Dateline: Baghdad Iraq 11/6/08.

11/4/08: Fudge arrives in insured package. Postal worker enquires as to what is in insured package from Florida. I explain that it is most likely fudge from home. Why it is insured is the stuff legends are made of. Apparently, Florida Fudge, although not contraband in Iraq, has a hypnotic effect on government contractors in a war zone. I am warned by the postal worker to keep this confidential and not to tell anyone else I have said fudge. I choose not to heed her warning and open the package publically in my office that contains three women. I am immediately forced to dawn Ear-Plugs as the Oo's and Awww's build to a chocolate mouth filled crescendo. I am forced to insist on only one piece per person as there are a generous 17 pieces in the package. The disappointment builds when i am forced to lock the fudge within my desk. Since I also had a piece, there are now 13 pieces. By 5pm the office is in a fever pitch in protest over the non-rationing of the remaining pieces. To make matters worse, the department head had shown up and demanded to inspect the package for defective or damaged pieces. The remaining pieces are photographed, numbered, and each is carefully documented for cut, color, quality, and size. Two pieces mysteriously disappear during the auditing process and the department manager is suspiciously unable to whistle for 15 minutes.

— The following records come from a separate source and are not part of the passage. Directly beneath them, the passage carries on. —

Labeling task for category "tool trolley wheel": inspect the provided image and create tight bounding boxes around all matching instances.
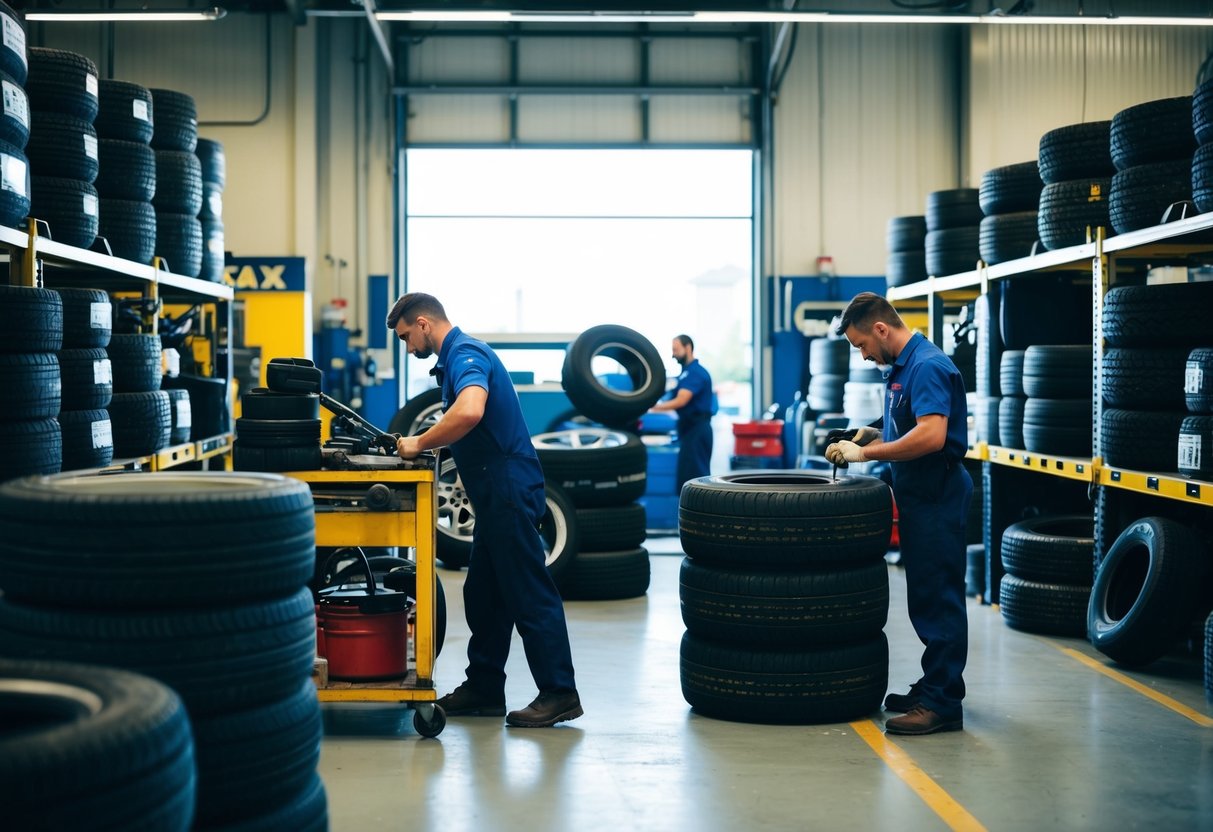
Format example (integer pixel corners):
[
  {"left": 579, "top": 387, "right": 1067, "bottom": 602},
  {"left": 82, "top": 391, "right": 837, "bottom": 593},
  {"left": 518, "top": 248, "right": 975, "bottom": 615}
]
[{"left": 412, "top": 702, "right": 446, "bottom": 739}]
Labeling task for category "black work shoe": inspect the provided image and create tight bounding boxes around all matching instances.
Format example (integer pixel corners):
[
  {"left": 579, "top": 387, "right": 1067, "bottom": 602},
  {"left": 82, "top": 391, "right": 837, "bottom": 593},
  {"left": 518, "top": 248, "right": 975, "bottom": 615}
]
[
  {"left": 506, "top": 690, "right": 585, "bottom": 728},
  {"left": 435, "top": 682, "right": 506, "bottom": 717},
  {"left": 884, "top": 705, "right": 964, "bottom": 736}
]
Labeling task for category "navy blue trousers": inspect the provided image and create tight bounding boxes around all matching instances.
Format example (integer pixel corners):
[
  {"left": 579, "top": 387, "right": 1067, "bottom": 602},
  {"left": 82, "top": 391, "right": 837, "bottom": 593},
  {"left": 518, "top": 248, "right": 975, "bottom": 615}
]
[
  {"left": 893, "top": 462, "right": 973, "bottom": 718},
  {"left": 460, "top": 460, "right": 576, "bottom": 699}
]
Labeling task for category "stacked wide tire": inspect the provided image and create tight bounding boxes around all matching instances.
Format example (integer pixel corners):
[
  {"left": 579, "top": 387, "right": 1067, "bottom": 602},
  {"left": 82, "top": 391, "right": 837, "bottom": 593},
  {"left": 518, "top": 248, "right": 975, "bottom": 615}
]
[
  {"left": 678, "top": 471, "right": 893, "bottom": 723},
  {"left": 0, "top": 472, "right": 328, "bottom": 830}
]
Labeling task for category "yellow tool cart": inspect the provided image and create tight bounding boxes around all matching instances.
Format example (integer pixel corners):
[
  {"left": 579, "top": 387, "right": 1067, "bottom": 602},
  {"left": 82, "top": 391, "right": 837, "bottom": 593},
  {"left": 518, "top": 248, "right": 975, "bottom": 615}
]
[{"left": 286, "top": 449, "right": 446, "bottom": 737}]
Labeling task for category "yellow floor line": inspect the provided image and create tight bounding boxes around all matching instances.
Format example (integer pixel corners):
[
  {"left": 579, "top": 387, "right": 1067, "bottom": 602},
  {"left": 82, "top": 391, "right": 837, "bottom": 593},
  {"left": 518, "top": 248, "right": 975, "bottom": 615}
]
[
  {"left": 850, "top": 719, "right": 985, "bottom": 832},
  {"left": 1043, "top": 639, "right": 1213, "bottom": 728}
]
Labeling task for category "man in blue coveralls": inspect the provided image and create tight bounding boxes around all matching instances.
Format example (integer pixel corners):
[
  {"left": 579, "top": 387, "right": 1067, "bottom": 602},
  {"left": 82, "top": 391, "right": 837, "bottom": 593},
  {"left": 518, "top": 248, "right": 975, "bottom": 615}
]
[
  {"left": 649, "top": 335, "right": 712, "bottom": 492},
  {"left": 826, "top": 292, "right": 973, "bottom": 735},
  {"left": 387, "top": 292, "right": 582, "bottom": 728}
]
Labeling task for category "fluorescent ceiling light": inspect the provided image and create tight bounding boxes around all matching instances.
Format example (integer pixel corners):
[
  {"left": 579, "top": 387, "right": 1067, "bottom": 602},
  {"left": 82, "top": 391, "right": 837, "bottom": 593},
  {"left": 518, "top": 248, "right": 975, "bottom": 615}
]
[{"left": 24, "top": 6, "right": 227, "bottom": 23}]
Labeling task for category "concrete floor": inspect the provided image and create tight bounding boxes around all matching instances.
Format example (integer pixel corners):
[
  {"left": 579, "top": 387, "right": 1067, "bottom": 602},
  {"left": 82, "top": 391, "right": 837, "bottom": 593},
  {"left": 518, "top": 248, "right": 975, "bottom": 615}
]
[{"left": 320, "top": 537, "right": 1213, "bottom": 832}]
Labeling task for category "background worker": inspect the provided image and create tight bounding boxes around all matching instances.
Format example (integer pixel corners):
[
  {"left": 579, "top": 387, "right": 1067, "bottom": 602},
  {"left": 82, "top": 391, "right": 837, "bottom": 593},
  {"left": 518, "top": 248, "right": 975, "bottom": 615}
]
[
  {"left": 649, "top": 335, "right": 712, "bottom": 491},
  {"left": 826, "top": 292, "right": 973, "bottom": 735},
  {"left": 387, "top": 292, "right": 582, "bottom": 728}
]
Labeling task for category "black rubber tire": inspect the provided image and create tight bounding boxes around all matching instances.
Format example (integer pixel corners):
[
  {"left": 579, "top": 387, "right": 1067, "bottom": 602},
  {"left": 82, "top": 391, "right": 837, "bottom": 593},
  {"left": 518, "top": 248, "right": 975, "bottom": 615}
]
[
  {"left": 556, "top": 547, "right": 650, "bottom": 600},
  {"left": 0, "top": 659, "right": 194, "bottom": 830},
  {"left": 1100, "top": 347, "right": 1188, "bottom": 410},
  {"left": 1103, "top": 283, "right": 1213, "bottom": 349},
  {"left": 1107, "top": 96, "right": 1196, "bottom": 171},
  {"left": 58, "top": 410, "right": 114, "bottom": 471},
  {"left": 927, "top": 188, "right": 981, "bottom": 229},
  {"left": 109, "top": 391, "right": 172, "bottom": 458},
  {"left": 1024, "top": 344, "right": 1093, "bottom": 400},
  {"left": 678, "top": 471, "right": 893, "bottom": 569},
  {"left": 926, "top": 226, "right": 981, "bottom": 277},
  {"left": 0, "top": 353, "right": 62, "bottom": 423},
  {"left": 978, "top": 159, "right": 1044, "bottom": 217},
  {"left": 29, "top": 176, "right": 101, "bottom": 249},
  {"left": 998, "top": 574, "right": 1090, "bottom": 636},
  {"left": 1184, "top": 347, "right": 1213, "bottom": 414},
  {"left": 150, "top": 87, "right": 198, "bottom": 153},
  {"left": 1002, "top": 514, "right": 1095, "bottom": 587},
  {"left": 1037, "top": 177, "right": 1112, "bottom": 250},
  {"left": 0, "top": 587, "right": 315, "bottom": 718},
  {"left": 97, "top": 199, "right": 156, "bottom": 266},
  {"left": 1087, "top": 517, "right": 1208, "bottom": 666},
  {"left": 155, "top": 211, "right": 203, "bottom": 278},
  {"left": 152, "top": 150, "right": 203, "bottom": 217},
  {"left": 884, "top": 216, "right": 927, "bottom": 253},
  {"left": 93, "top": 79, "right": 154, "bottom": 146},
  {"left": 1107, "top": 158, "right": 1192, "bottom": 234},
  {"left": 1037, "top": 121, "right": 1116, "bottom": 186},
  {"left": 93, "top": 138, "right": 155, "bottom": 203},
  {"left": 1024, "top": 398, "right": 1092, "bottom": 460},
  {"left": 106, "top": 332, "right": 160, "bottom": 393},
  {"left": 0, "top": 418, "right": 63, "bottom": 480},
  {"left": 576, "top": 502, "right": 645, "bottom": 552},
  {"left": 560, "top": 324, "right": 666, "bottom": 426},
  {"left": 0, "top": 285, "right": 63, "bottom": 353},
  {"left": 25, "top": 46, "right": 99, "bottom": 124},
  {"left": 531, "top": 427, "right": 649, "bottom": 508},
  {"left": 679, "top": 633, "right": 889, "bottom": 723},
  {"left": 193, "top": 679, "right": 324, "bottom": 827},
  {"left": 1100, "top": 408, "right": 1188, "bottom": 473},
  {"left": 55, "top": 289, "right": 114, "bottom": 351},
  {"left": 25, "top": 110, "right": 98, "bottom": 184},
  {"left": 0, "top": 142, "right": 33, "bottom": 228},
  {"left": 978, "top": 211, "right": 1043, "bottom": 266},
  {"left": 678, "top": 558, "right": 889, "bottom": 646}
]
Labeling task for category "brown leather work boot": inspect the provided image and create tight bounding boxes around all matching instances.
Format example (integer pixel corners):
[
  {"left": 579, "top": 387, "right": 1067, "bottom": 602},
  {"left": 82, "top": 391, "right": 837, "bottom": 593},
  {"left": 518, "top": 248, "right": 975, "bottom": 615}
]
[
  {"left": 884, "top": 705, "right": 964, "bottom": 736},
  {"left": 506, "top": 690, "right": 585, "bottom": 728}
]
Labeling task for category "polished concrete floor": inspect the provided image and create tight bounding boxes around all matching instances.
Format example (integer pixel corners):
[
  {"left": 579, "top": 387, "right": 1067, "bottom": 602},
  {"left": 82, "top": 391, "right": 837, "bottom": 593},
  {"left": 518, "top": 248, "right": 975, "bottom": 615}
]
[{"left": 320, "top": 537, "right": 1213, "bottom": 832}]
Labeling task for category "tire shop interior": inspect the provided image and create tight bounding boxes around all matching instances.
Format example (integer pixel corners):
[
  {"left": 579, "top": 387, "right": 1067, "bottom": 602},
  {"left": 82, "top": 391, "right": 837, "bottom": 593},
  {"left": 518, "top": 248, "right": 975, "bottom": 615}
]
[{"left": 0, "top": 0, "right": 1213, "bottom": 831}]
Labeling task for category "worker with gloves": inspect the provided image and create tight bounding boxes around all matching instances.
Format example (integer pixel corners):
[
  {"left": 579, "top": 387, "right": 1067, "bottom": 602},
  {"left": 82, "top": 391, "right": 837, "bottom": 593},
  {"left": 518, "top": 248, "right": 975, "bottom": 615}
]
[{"left": 826, "top": 292, "right": 973, "bottom": 735}]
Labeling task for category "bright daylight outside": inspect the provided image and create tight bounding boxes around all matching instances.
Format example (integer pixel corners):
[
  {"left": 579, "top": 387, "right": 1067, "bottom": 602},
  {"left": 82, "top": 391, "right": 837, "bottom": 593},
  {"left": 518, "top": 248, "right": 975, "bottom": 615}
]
[{"left": 408, "top": 149, "right": 752, "bottom": 416}]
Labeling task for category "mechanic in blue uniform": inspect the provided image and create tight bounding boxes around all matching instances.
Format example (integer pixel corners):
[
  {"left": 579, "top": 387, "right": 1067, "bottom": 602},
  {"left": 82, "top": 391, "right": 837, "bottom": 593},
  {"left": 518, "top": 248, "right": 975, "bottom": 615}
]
[
  {"left": 649, "top": 335, "right": 712, "bottom": 491},
  {"left": 826, "top": 292, "right": 973, "bottom": 735},
  {"left": 387, "top": 292, "right": 582, "bottom": 728}
]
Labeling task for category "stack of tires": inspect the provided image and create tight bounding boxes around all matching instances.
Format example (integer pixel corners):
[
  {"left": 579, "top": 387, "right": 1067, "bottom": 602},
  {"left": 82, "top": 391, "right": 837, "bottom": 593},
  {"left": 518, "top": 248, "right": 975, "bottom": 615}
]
[
  {"left": 0, "top": 472, "right": 328, "bottom": 830},
  {"left": 0, "top": 286, "right": 63, "bottom": 480},
  {"left": 1037, "top": 121, "right": 1116, "bottom": 249},
  {"left": 1107, "top": 96, "right": 1196, "bottom": 234},
  {"left": 96, "top": 80, "right": 156, "bottom": 263},
  {"left": 56, "top": 289, "right": 115, "bottom": 471},
  {"left": 978, "top": 160, "right": 1044, "bottom": 266},
  {"left": 194, "top": 138, "right": 227, "bottom": 283},
  {"left": 926, "top": 188, "right": 981, "bottom": 277},
  {"left": 152, "top": 89, "right": 203, "bottom": 278},
  {"left": 884, "top": 216, "right": 927, "bottom": 289},
  {"left": 678, "top": 471, "right": 893, "bottom": 723},
  {"left": 998, "top": 514, "right": 1095, "bottom": 636},
  {"left": 25, "top": 46, "right": 99, "bottom": 249}
]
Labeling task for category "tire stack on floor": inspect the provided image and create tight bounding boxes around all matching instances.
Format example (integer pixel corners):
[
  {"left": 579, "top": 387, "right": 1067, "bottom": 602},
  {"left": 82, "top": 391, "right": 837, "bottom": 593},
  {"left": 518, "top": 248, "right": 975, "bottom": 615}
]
[
  {"left": 96, "top": 80, "right": 156, "bottom": 263},
  {"left": 1107, "top": 96, "right": 1196, "bottom": 234},
  {"left": 678, "top": 471, "right": 893, "bottom": 723},
  {"left": 25, "top": 46, "right": 99, "bottom": 249},
  {"left": 56, "top": 289, "right": 114, "bottom": 471},
  {"left": 0, "top": 286, "right": 63, "bottom": 480},
  {"left": 0, "top": 472, "right": 328, "bottom": 830},
  {"left": 998, "top": 514, "right": 1095, "bottom": 636}
]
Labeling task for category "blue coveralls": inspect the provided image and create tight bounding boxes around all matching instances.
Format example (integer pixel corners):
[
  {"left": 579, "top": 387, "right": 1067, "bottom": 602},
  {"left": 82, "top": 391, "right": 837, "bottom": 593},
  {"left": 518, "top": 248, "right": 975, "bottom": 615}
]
[
  {"left": 432, "top": 326, "right": 576, "bottom": 699},
  {"left": 674, "top": 358, "right": 712, "bottom": 492},
  {"left": 884, "top": 332, "right": 973, "bottom": 719}
]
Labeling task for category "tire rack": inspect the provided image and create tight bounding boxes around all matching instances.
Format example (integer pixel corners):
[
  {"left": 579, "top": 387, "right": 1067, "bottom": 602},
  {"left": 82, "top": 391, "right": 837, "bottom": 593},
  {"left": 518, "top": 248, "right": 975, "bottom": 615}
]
[
  {"left": 888, "top": 212, "right": 1213, "bottom": 604},
  {"left": 0, "top": 218, "right": 234, "bottom": 472}
]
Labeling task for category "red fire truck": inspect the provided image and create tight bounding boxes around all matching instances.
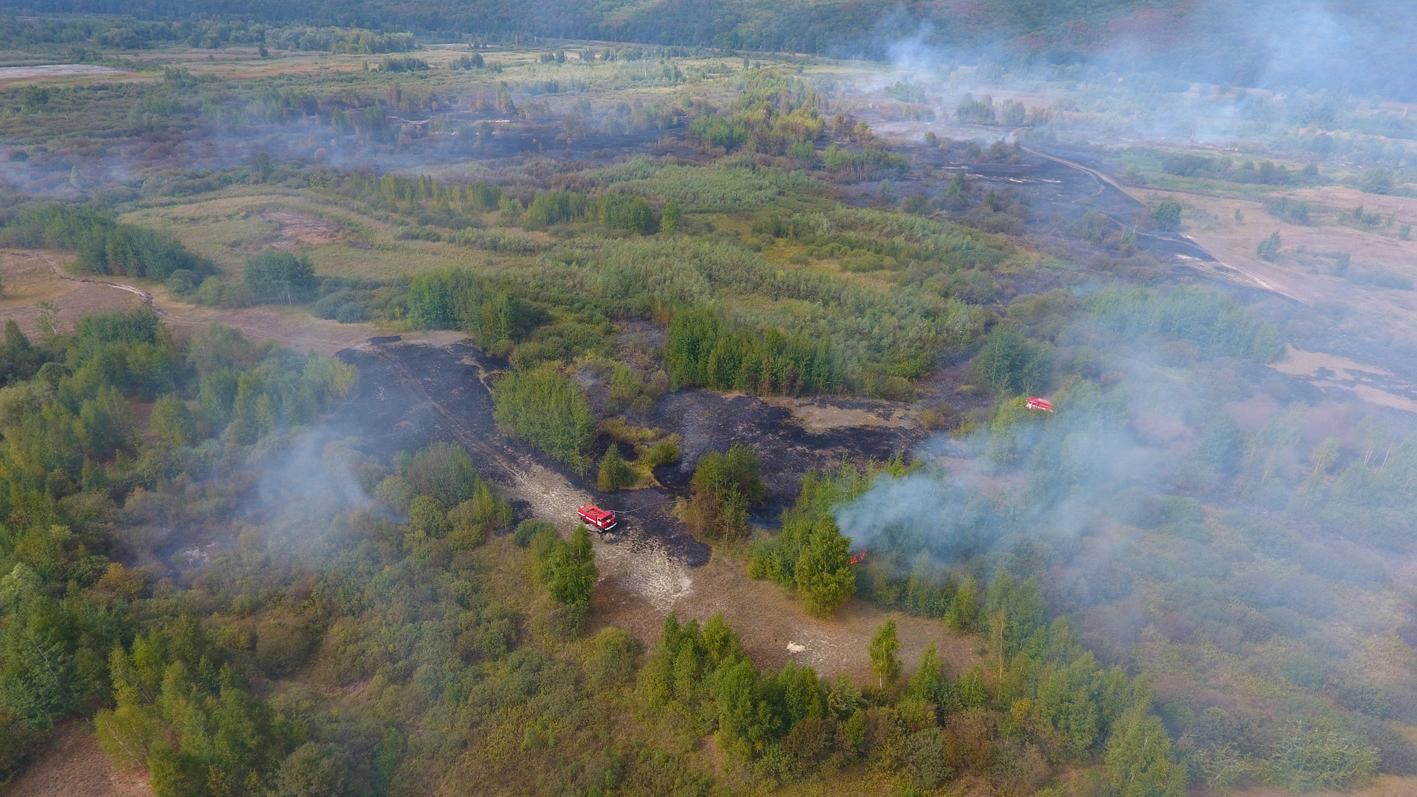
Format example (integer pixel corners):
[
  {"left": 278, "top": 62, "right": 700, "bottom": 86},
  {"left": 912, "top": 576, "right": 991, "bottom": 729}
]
[
  {"left": 575, "top": 503, "right": 619, "bottom": 535},
  {"left": 1023, "top": 396, "right": 1053, "bottom": 413}
]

11/5/08: Day two...a quiet calm has descended as the office occupants take on the character of a reality TV show: Outwit, outplay, outlast seems to be the order of the day. Various scams take place to capture the desk keys as well as favors of all types being offered for the remaining 10 pieces. I neglected to mention that one disappeared when I first entered the office in the morning. I was also suspiciously unable to whistle for approximately seven minutes. By one o'clock, at least a dozen senior personnel have come by to "just say hi." This is the most contact I have had from senior management outside of meetings. I am forced to turn away all request until a uniformed soldier, just from outside the wire, asks "please' for a single piece of fudge. There are 5 left by the time the package has been opened and the office staff insists, good for one, good for all. Again, i am suspiciously unable to whistle for 7 minutes. By early afternoon, I am forced to give all but two pieces away for the most terrible of fudge emergencies:

  1. I am having an insulin attack and need fudge immediately or I could die
  2. Give me a piece or you're going home
  3. I need to verify this fudge is legal
  4. Having so many pieces in one place is dangerous for moral
  5. The enemy can hone mortars in on high concentrations of sugar
  6. The actual quote "Give me a piece of fudge, or give me death!." (True story)
  7. "You know the keys to the drawer cause an unnatural bulge in your pocket.I'll hold them for you."

    11/6/08: Day three...today. I am forced to give up one of the final two pieces to a senior manager whose dog has died. I find out later in the day that the dog died the previous year. This causes me to give up the final piece as a reward for said information. This only leaves the crumbs in the bottom of the container which suspiciously disappear when the cleaning staff comes in to mop the floor. I am visited later that day by the postal worker who informs me the exact number of days it will take if more fudge is actually sent today.

    Support the war effort: make more fudge Mom!